Our DVD player broke. To any other normal family this would be no big deal. For us, it was a fiasco. A three and a half hour trip that we dubbed "creepy Sunday."
I take most the responsibility for this mishap, only because I am the Jewiest person on Earth. Love me a sale, and HATE paying a lot of money for stuff. So, we go to Value Village in search of a DVD player. First Value Village (yes we went to more than one), no luck. Rick demands a remote. Of course he demands a remote. Because he likes to be as difficult as possible and weird about the weirdest stuff. That mixed with my extra Jewy behavior, makes most tasks that involve buying things virtually impossible.
So, on to the next place.
We pull up and notice this odd little "marketplace." Hey, we like marketplaces, so we enter. We must have entered a freak convention, a marketplace of the weirdest people and oddities on planet Earth. No problem, we are kinda weird, so we proceed. After about a half hour, a dance in a fur coat done by yours truly, I snap back to reality and say we got. to. go. NOW. I was over it, I was creeped out to the max and we are still sans DVD player.

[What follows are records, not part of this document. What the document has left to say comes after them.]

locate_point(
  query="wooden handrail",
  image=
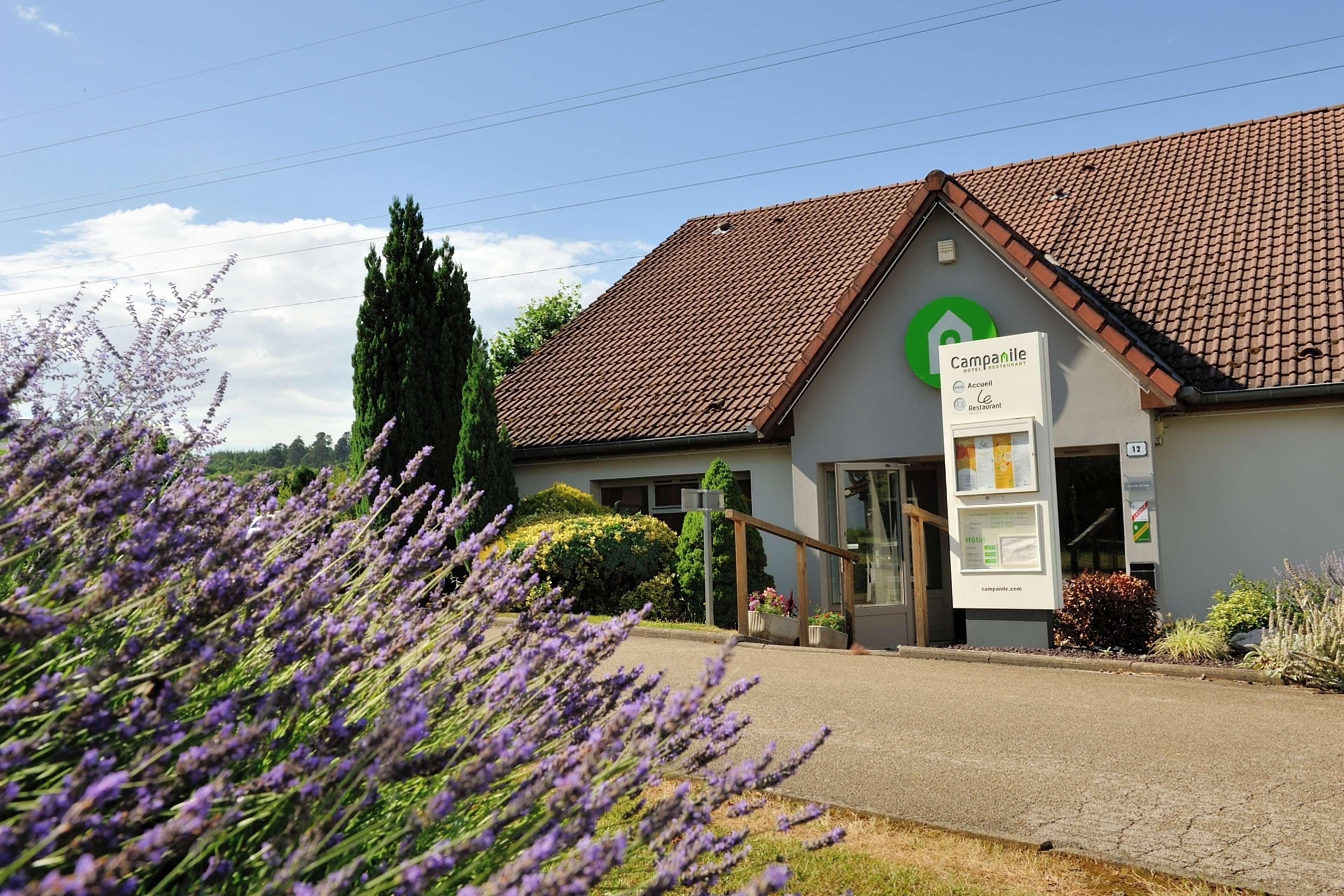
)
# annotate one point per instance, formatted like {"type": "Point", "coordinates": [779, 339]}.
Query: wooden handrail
{"type": "Point", "coordinates": [798, 538]}
{"type": "Point", "coordinates": [920, 514]}
{"type": "Point", "coordinates": [920, 565]}
{"type": "Point", "coordinates": [847, 559]}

Luckily, or so I thought, there were 2, count em, 2 thrift stores attached to this "marketplace." Coincidence, I think not. Now, because my creeped out o'meter was at its tipping point, we were in these stores for a grand total of 5 minutes before I called an end to our misery.
Still no DVD player.
So then we do what any red blooded Americans would do, we stop at Jack in the Box, get a fountain soda, and head to Walmart. Hell, if we can't find one at a thrift store, we sure as hell can find a cheap one at Walmart.

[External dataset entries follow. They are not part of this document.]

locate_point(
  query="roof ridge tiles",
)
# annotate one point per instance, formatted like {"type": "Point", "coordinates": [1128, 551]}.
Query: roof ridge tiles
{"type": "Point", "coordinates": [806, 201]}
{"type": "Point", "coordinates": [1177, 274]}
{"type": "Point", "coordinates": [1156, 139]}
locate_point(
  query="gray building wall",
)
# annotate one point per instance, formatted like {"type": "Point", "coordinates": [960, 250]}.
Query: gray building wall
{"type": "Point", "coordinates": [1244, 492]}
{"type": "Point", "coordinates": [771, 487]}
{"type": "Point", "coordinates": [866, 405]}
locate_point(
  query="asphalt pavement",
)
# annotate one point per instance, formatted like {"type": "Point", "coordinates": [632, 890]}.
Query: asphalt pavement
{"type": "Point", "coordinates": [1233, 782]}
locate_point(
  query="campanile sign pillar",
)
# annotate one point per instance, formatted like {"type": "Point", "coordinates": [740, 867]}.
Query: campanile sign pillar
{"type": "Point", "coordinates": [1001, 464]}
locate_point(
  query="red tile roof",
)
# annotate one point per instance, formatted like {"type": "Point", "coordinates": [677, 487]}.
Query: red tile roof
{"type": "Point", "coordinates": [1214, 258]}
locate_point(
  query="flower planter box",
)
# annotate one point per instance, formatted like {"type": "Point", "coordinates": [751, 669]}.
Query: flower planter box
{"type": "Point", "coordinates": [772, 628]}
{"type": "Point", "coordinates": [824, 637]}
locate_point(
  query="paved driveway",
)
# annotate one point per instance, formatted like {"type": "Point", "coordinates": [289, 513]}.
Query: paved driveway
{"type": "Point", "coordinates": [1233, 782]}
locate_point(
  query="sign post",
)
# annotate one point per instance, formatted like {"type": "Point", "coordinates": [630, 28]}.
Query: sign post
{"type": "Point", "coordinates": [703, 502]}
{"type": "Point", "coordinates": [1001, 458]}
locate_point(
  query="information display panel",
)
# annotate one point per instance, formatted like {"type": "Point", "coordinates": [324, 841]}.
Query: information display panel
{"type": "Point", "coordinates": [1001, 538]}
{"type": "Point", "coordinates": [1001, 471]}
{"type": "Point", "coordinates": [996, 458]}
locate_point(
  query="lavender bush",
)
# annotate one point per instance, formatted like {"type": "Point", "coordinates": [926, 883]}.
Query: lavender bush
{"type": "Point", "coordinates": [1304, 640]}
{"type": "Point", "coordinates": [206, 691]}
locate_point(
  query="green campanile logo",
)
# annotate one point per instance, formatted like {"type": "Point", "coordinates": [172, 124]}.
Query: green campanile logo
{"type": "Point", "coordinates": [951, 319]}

We reached a new dimension of creepy in the Walmart parking lot.
Joey was screaming, per usual. And we noticed he needed to be changed. By noticed, I don't mean we thought oh, its been awhile and he's cranky, he must need to be changed. No, that would be too easy. By noticed, I mean, we see his clothes are wet. Shit, we are shitty parents and let our kid sit in pee forever, no wonder he's so pissed. No problem, we're prepared. So we take Joey's clothes off and realize we ARE the shittiest parents in the world because our kid wasn't sitting in pee, he was sitting in poop. The wetness on his clothes was from poop juice.

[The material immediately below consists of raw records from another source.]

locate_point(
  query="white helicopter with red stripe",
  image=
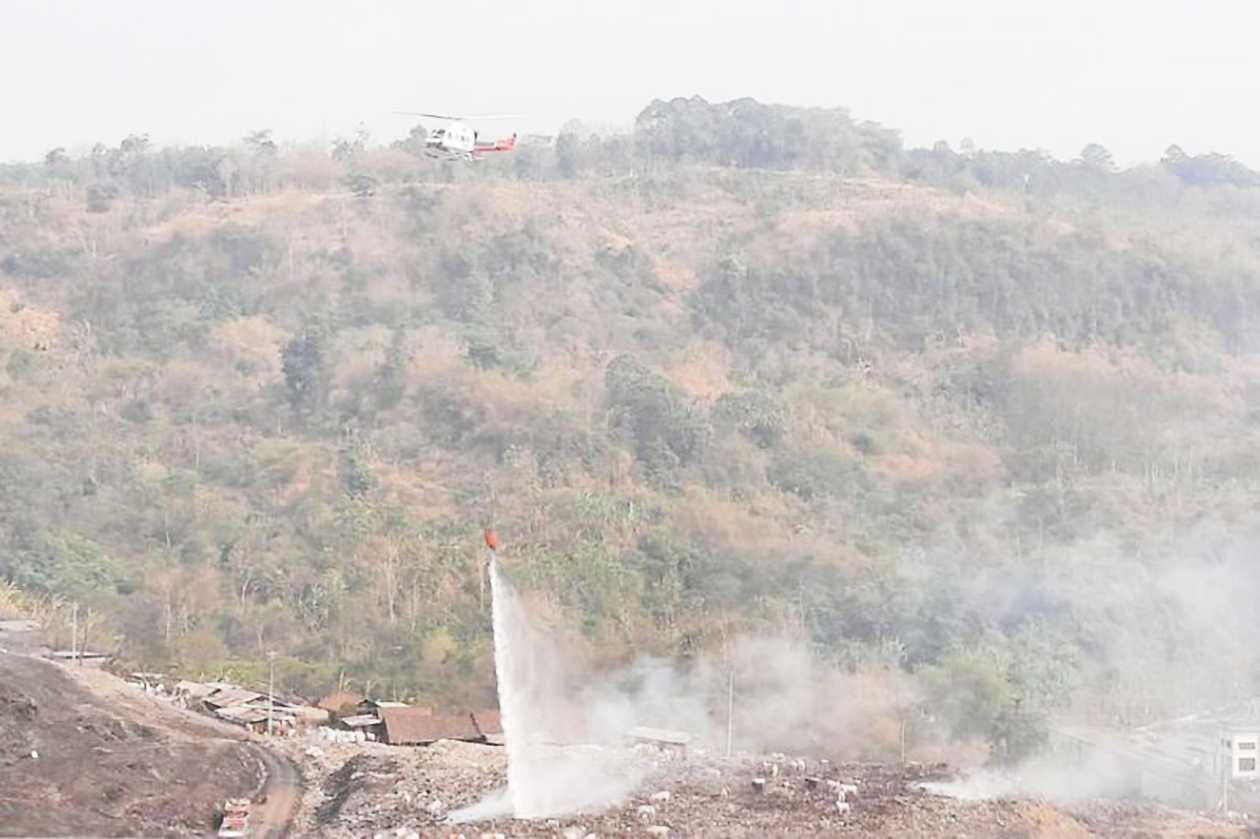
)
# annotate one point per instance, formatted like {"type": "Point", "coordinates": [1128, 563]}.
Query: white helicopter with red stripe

Again, we're calm, we're collected, we got this. So, we lay him in the back seat, get his clothes off and start wiping him down. THEN my douchey kid, looks at me and smiles and starts pissing all over the backseat. Of course. Somehow finding the hilarity in all this I start uncontrollably laughing, all while holding my hand over Joeys junk to catch the pee. Then it happens...I piss myself. Not kidding. My pee hole just gave out and I pissed.
Thankfully Ricks pee hole is in good working condition, and he finishes cleaning Joey up while I work on cleaning myself up. At this point I am still semi wet, Joey is all smiles and Rick can't believe the turn of events. Trying to make me feel better Rick comments that half the people in Walmart have probably pissed themselves at least once today so its no big deal, and we enter the store.
We finally got our DVD player. 3 hours, lots of pee/poop and a million laughs later.
We also ended up with a ton of books for Joey, and some sweet shades....
On our way home Rick said he understands now why we never leave the house. "Creepy Sunday," was successful, and now we never have to go anywhere ever again. Thank God.